The use of the more sensitive assay also has the potential to provide insight into the source of HIV-1 detected in those with persistent viremia below the level of detection of current assays. As proposed by the authors the leading hypotheses are ongoing rounds of low level replication associated with insufficient drug potency or the release of virus from reservoirs. Reservoirs may include long-lived cells that are either persistently or latently infected or pharmacologically privileged sites where viral replication is ongoing despite suppression in plasma. Based upon the results of the current study insufficient potency in plasma seems unlikely as reducing the number of active drugs in the regimen was not associated with an increase in plasma HIV-1 RNA. The possibility that low level viremia is a result of the release from a cellular reservoir cannot be excluded based upon the results of this study, nor the possibility that virus is being released from compartments in which NRTI and PI achieve insufficient levels. Future maintenance ARV strategies will hopefully address these issues by defining drug penetration in compartments of potential clinical relevance such as the central nervous system and genital tract, by assessing both changes in drug levels and HIV-1 RNA [11].
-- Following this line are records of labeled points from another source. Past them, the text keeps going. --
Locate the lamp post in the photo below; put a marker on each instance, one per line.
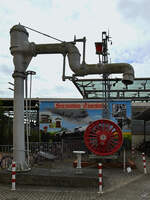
(28, 108)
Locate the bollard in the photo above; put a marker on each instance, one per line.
(133, 151)
(144, 163)
(13, 180)
(100, 178)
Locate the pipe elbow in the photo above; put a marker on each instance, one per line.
(128, 74)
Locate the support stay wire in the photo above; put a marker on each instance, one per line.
(42, 33)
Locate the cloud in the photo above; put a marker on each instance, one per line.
(135, 11)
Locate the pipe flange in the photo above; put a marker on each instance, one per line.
(19, 74)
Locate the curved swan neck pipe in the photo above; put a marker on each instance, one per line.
(86, 69)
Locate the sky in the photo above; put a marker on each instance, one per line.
(126, 20)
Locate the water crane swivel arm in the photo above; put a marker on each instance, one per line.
(24, 51)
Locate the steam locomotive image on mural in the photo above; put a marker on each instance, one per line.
(84, 120)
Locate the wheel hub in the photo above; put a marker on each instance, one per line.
(103, 137)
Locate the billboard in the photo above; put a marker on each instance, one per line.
(71, 116)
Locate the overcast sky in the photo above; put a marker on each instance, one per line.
(127, 21)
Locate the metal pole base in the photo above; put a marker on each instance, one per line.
(20, 167)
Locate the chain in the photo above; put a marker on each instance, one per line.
(43, 33)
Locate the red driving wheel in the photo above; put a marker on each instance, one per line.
(103, 137)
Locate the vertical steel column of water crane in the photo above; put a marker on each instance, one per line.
(21, 60)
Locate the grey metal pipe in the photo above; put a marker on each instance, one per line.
(86, 69)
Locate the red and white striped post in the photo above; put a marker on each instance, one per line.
(133, 151)
(144, 163)
(100, 178)
(13, 180)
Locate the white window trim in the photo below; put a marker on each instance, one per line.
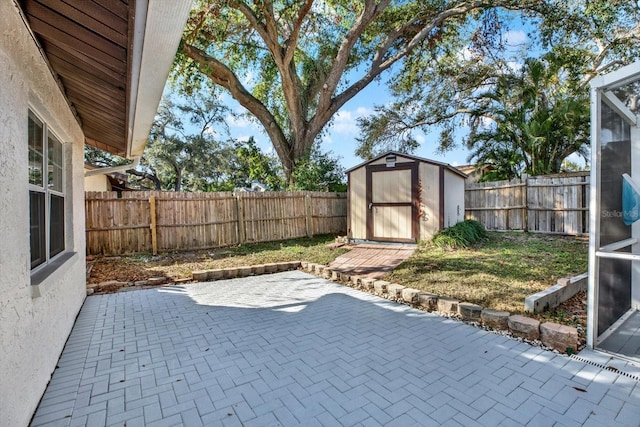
(46, 131)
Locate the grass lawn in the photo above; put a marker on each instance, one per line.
(180, 265)
(498, 273)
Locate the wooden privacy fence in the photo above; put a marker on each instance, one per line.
(545, 204)
(152, 221)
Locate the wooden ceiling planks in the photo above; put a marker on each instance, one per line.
(87, 44)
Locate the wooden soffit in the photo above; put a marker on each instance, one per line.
(88, 45)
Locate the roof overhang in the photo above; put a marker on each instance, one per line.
(111, 60)
(412, 157)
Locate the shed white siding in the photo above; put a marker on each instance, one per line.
(453, 199)
(357, 220)
(439, 198)
(35, 321)
(429, 200)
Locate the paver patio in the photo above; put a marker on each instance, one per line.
(292, 349)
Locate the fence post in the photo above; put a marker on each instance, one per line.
(307, 215)
(242, 235)
(525, 203)
(153, 226)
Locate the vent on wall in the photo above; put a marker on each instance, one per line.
(391, 160)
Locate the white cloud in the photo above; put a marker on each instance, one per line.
(515, 37)
(515, 66)
(239, 121)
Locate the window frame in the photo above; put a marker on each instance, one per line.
(47, 190)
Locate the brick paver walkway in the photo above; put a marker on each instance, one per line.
(292, 349)
(372, 260)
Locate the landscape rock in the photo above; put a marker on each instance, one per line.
(469, 311)
(294, 265)
(380, 286)
(344, 277)
(428, 301)
(410, 295)
(230, 273)
(368, 283)
(244, 271)
(559, 337)
(524, 327)
(216, 274)
(270, 268)
(394, 291)
(495, 319)
(199, 275)
(110, 286)
(448, 305)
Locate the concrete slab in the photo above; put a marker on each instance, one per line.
(294, 349)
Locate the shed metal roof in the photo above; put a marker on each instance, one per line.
(409, 156)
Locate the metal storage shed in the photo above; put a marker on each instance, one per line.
(401, 198)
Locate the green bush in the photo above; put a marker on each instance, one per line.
(461, 235)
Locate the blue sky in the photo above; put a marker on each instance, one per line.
(340, 136)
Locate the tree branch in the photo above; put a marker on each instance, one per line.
(223, 76)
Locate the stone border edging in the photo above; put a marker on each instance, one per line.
(561, 338)
(234, 272)
(556, 294)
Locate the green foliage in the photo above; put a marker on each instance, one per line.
(497, 274)
(97, 157)
(294, 64)
(253, 165)
(182, 153)
(319, 172)
(531, 120)
(462, 235)
(448, 87)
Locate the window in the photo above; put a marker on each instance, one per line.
(46, 193)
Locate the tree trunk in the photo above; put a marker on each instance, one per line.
(178, 184)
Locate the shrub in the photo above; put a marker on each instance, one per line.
(461, 235)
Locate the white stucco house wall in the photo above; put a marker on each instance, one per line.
(42, 264)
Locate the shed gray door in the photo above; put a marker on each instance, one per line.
(392, 202)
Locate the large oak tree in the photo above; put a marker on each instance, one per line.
(517, 118)
(294, 63)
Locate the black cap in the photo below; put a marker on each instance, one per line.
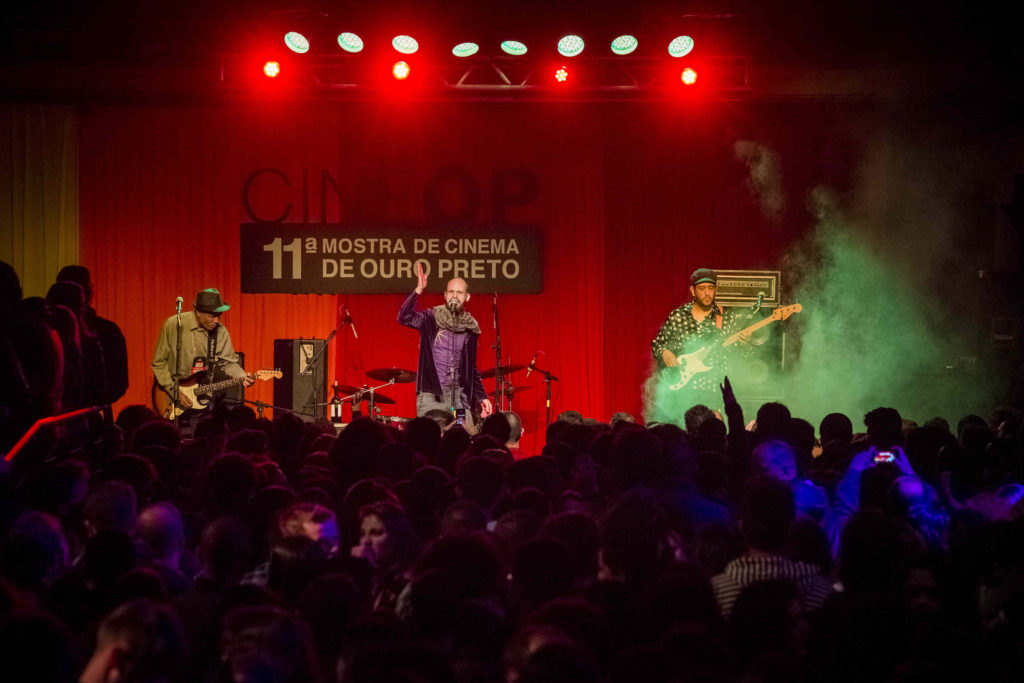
(704, 275)
(209, 301)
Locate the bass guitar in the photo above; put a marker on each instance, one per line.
(199, 392)
(690, 365)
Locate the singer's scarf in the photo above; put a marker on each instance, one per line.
(464, 322)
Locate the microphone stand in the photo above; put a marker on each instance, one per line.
(548, 379)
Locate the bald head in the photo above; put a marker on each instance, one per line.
(457, 294)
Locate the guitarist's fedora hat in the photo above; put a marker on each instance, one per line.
(209, 301)
(704, 275)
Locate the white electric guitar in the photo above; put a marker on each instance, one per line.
(690, 365)
(198, 393)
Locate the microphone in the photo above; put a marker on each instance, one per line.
(348, 318)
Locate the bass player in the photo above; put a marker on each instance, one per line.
(699, 324)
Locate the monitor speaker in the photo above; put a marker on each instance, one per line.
(236, 392)
(303, 384)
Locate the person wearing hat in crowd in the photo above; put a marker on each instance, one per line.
(691, 327)
(205, 342)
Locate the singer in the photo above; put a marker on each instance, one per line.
(204, 341)
(448, 377)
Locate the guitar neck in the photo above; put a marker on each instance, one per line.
(217, 386)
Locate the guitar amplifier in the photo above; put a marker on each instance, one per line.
(740, 288)
(302, 385)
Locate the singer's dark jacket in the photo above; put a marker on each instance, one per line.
(426, 377)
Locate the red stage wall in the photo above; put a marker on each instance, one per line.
(630, 199)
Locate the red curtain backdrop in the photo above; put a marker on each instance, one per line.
(630, 200)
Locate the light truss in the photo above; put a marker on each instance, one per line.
(497, 78)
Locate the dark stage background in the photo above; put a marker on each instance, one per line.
(630, 199)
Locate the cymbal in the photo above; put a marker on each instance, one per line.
(491, 372)
(387, 374)
(511, 391)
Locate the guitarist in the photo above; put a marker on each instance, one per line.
(697, 324)
(202, 337)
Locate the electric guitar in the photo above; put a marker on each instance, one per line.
(199, 392)
(692, 364)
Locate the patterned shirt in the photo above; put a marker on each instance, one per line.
(682, 333)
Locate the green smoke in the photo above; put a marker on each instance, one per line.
(887, 278)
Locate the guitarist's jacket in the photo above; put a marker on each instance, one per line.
(194, 343)
(682, 334)
(427, 380)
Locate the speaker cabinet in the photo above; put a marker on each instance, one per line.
(303, 384)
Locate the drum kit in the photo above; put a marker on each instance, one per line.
(390, 376)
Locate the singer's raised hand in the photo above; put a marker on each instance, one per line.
(421, 278)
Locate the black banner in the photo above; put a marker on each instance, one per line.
(304, 258)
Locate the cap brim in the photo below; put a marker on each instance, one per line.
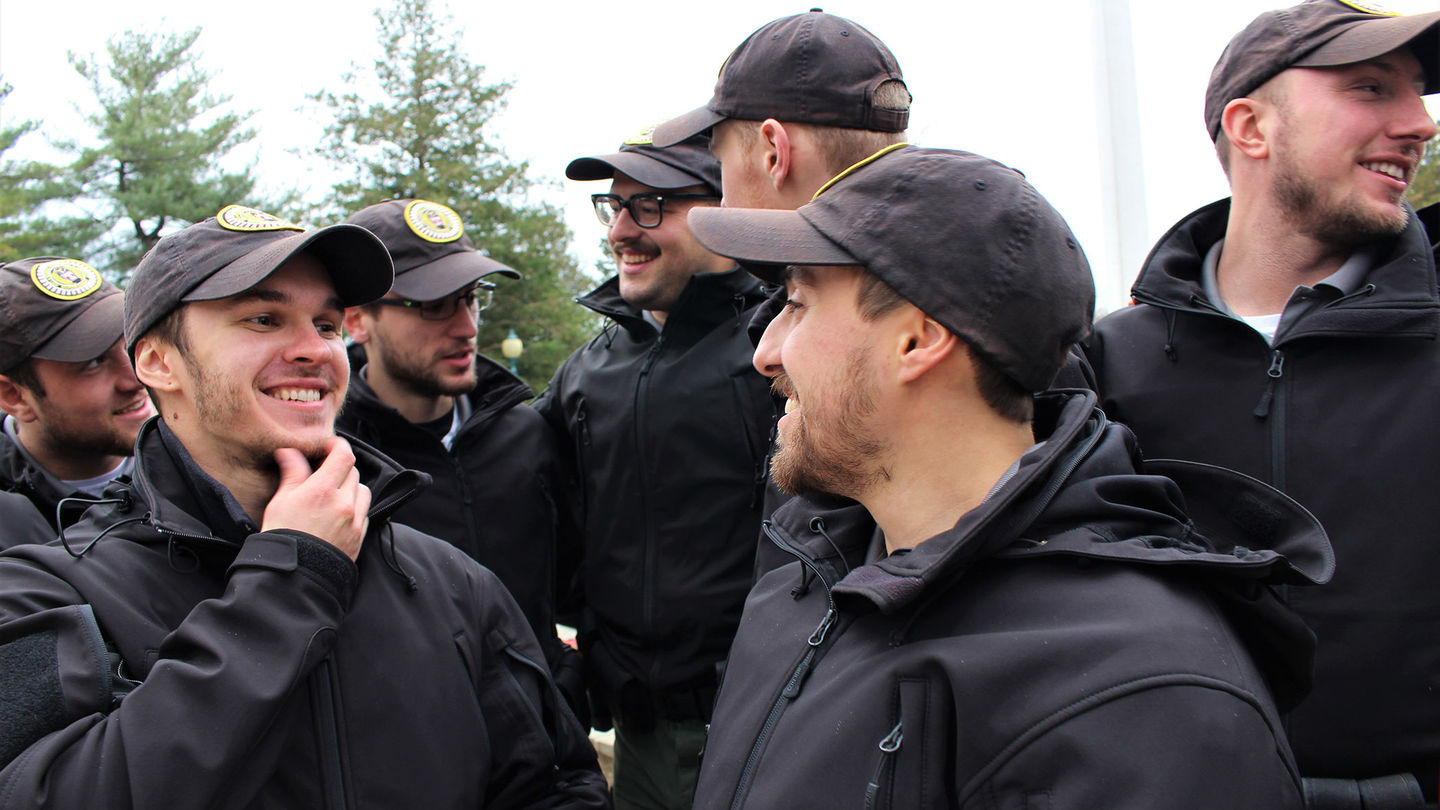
(765, 241)
(356, 260)
(1377, 38)
(90, 335)
(640, 167)
(686, 127)
(447, 274)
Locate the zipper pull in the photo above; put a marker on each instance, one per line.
(1273, 372)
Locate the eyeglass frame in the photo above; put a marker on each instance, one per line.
(454, 299)
(614, 203)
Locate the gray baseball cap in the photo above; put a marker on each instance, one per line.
(236, 250)
(428, 244)
(1318, 33)
(964, 238)
(56, 309)
(811, 68)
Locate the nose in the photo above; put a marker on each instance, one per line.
(308, 346)
(768, 350)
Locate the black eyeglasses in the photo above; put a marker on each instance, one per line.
(648, 209)
(474, 300)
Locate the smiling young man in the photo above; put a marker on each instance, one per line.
(1290, 333)
(1030, 620)
(244, 624)
(422, 395)
(668, 427)
(71, 399)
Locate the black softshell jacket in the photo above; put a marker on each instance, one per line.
(169, 660)
(493, 493)
(670, 434)
(1076, 642)
(1341, 414)
(20, 474)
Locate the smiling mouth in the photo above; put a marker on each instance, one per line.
(295, 394)
(1387, 169)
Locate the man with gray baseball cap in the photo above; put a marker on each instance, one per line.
(797, 103)
(421, 394)
(242, 624)
(71, 399)
(668, 425)
(1030, 619)
(1292, 332)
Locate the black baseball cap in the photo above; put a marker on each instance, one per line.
(236, 250)
(56, 309)
(428, 244)
(964, 238)
(677, 166)
(1316, 33)
(811, 68)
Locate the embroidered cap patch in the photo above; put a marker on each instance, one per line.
(434, 222)
(245, 218)
(68, 280)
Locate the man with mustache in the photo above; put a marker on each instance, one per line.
(1290, 333)
(422, 395)
(242, 624)
(668, 425)
(71, 399)
(1037, 620)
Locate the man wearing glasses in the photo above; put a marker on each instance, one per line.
(670, 425)
(422, 395)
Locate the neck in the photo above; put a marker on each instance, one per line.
(414, 407)
(59, 460)
(1266, 258)
(939, 473)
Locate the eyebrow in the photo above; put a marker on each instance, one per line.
(275, 297)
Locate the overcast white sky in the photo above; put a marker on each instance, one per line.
(1013, 81)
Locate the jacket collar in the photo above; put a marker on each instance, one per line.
(183, 499)
(1398, 294)
(706, 301)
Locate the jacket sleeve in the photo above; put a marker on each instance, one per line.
(542, 757)
(1165, 745)
(187, 734)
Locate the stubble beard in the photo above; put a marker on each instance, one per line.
(844, 460)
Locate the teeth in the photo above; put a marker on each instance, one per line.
(297, 395)
(1388, 169)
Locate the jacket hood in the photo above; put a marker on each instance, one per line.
(707, 299)
(1083, 495)
(1400, 288)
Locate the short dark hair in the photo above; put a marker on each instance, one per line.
(1004, 395)
(25, 376)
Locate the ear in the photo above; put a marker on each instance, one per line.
(775, 149)
(1246, 123)
(157, 363)
(922, 345)
(16, 399)
(357, 325)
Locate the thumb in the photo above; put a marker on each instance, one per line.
(294, 469)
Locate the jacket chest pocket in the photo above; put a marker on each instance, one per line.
(909, 768)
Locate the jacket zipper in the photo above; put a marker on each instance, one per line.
(327, 737)
(1272, 410)
(889, 748)
(794, 682)
(648, 595)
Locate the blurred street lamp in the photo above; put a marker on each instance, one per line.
(511, 346)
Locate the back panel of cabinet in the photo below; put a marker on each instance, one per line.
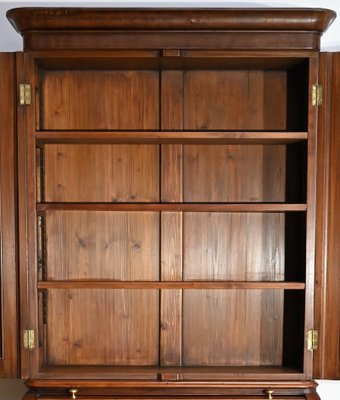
(98, 100)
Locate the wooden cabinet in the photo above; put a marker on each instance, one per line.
(171, 222)
(8, 242)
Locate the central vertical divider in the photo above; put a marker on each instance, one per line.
(171, 222)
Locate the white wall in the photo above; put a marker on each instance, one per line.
(11, 41)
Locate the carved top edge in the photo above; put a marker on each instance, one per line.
(111, 19)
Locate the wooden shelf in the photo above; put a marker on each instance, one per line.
(211, 137)
(218, 376)
(177, 207)
(81, 284)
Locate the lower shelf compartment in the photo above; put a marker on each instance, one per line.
(156, 376)
(222, 390)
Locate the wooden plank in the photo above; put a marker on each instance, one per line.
(102, 245)
(176, 207)
(229, 100)
(123, 332)
(172, 100)
(8, 237)
(84, 99)
(234, 173)
(101, 173)
(327, 363)
(228, 285)
(209, 340)
(165, 136)
(172, 173)
(234, 246)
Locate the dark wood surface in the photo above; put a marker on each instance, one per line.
(175, 181)
(49, 28)
(25, 19)
(327, 362)
(8, 235)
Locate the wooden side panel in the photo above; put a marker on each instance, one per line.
(234, 246)
(234, 100)
(232, 327)
(102, 173)
(102, 327)
(327, 301)
(234, 173)
(75, 100)
(171, 266)
(171, 300)
(8, 243)
(102, 245)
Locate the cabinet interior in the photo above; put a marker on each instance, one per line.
(152, 253)
(253, 94)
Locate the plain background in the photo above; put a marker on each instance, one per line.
(11, 41)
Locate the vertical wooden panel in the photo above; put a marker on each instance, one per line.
(235, 100)
(234, 173)
(231, 328)
(327, 360)
(99, 100)
(171, 223)
(234, 246)
(275, 87)
(102, 327)
(101, 173)
(102, 245)
(171, 300)
(172, 173)
(172, 100)
(8, 242)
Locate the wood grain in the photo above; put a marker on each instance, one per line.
(101, 173)
(86, 99)
(177, 207)
(100, 327)
(8, 235)
(223, 246)
(174, 137)
(234, 173)
(328, 253)
(255, 337)
(240, 104)
(102, 245)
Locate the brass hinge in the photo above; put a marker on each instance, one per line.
(317, 95)
(313, 339)
(25, 94)
(29, 339)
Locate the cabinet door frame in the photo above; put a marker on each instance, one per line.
(8, 257)
(327, 279)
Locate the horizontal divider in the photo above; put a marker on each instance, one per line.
(270, 285)
(252, 137)
(188, 207)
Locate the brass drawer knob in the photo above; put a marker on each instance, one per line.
(73, 393)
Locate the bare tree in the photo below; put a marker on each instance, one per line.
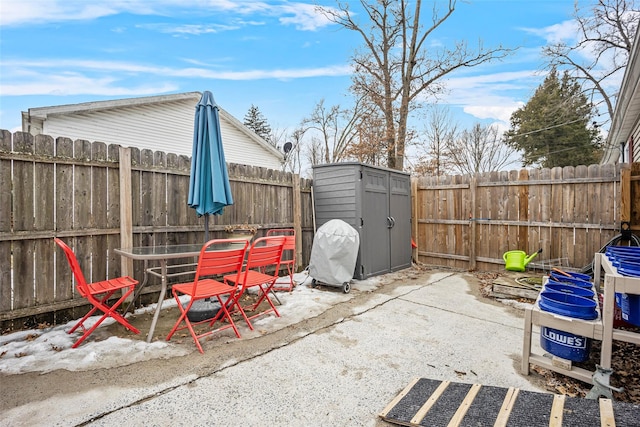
(479, 150)
(440, 131)
(394, 67)
(333, 130)
(605, 34)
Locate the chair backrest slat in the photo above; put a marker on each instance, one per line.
(81, 283)
(289, 235)
(221, 256)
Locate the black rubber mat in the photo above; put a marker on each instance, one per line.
(434, 403)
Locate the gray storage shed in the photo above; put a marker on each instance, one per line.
(377, 203)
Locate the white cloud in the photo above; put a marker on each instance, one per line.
(303, 16)
(492, 96)
(502, 113)
(49, 77)
(566, 31)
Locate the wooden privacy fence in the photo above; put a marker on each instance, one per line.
(72, 190)
(570, 213)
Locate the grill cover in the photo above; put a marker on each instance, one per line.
(334, 253)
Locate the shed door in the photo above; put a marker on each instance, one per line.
(400, 211)
(374, 245)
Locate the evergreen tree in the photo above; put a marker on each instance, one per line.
(553, 128)
(255, 121)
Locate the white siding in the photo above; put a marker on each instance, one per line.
(238, 148)
(636, 142)
(166, 126)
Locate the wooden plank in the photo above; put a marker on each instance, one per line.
(64, 217)
(114, 268)
(507, 406)
(496, 234)
(297, 220)
(473, 233)
(512, 212)
(635, 195)
(555, 215)
(44, 210)
(568, 207)
(81, 200)
(414, 217)
(126, 204)
(158, 214)
(23, 220)
(523, 208)
(545, 214)
(99, 205)
(6, 186)
(464, 406)
(555, 417)
(580, 214)
(593, 210)
(399, 397)
(422, 412)
(607, 418)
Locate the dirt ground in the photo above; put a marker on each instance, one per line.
(33, 387)
(625, 360)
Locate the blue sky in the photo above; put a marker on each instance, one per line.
(278, 55)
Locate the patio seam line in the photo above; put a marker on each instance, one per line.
(262, 353)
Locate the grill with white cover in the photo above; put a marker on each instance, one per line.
(334, 254)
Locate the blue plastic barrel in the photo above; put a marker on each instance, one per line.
(569, 289)
(630, 307)
(573, 280)
(560, 343)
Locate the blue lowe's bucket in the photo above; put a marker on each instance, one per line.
(573, 280)
(560, 343)
(569, 289)
(630, 307)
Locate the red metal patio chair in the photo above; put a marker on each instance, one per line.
(288, 255)
(260, 271)
(98, 294)
(217, 258)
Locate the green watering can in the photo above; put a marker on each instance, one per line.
(518, 260)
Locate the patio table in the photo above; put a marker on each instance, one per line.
(161, 254)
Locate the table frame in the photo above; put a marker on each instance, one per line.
(161, 254)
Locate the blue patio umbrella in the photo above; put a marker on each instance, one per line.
(209, 189)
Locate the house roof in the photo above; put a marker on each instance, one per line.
(43, 112)
(627, 111)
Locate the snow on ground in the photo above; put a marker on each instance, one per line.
(48, 349)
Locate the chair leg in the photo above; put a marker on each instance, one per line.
(108, 312)
(80, 322)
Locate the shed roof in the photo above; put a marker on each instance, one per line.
(626, 116)
(42, 113)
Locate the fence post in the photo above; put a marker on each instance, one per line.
(414, 219)
(473, 185)
(297, 219)
(126, 220)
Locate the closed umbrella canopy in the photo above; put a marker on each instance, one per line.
(209, 189)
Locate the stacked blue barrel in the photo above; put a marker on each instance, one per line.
(626, 259)
(572, 295)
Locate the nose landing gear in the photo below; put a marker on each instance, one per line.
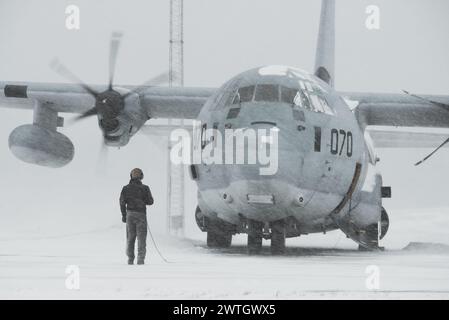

Although this study demonstrated that increases in viremia detected by assays measuring between 3 and 50 copies/ml predicted virologic failure, only further analyses will determine whether this assay provides relevant clinical information above and beyond those currently available in the clinic. In the meantime this highly sensitive tool does appear to be useful for exploring HIV-1 pathogenesis and defining the activity of novel ARV agents and treatment strategies.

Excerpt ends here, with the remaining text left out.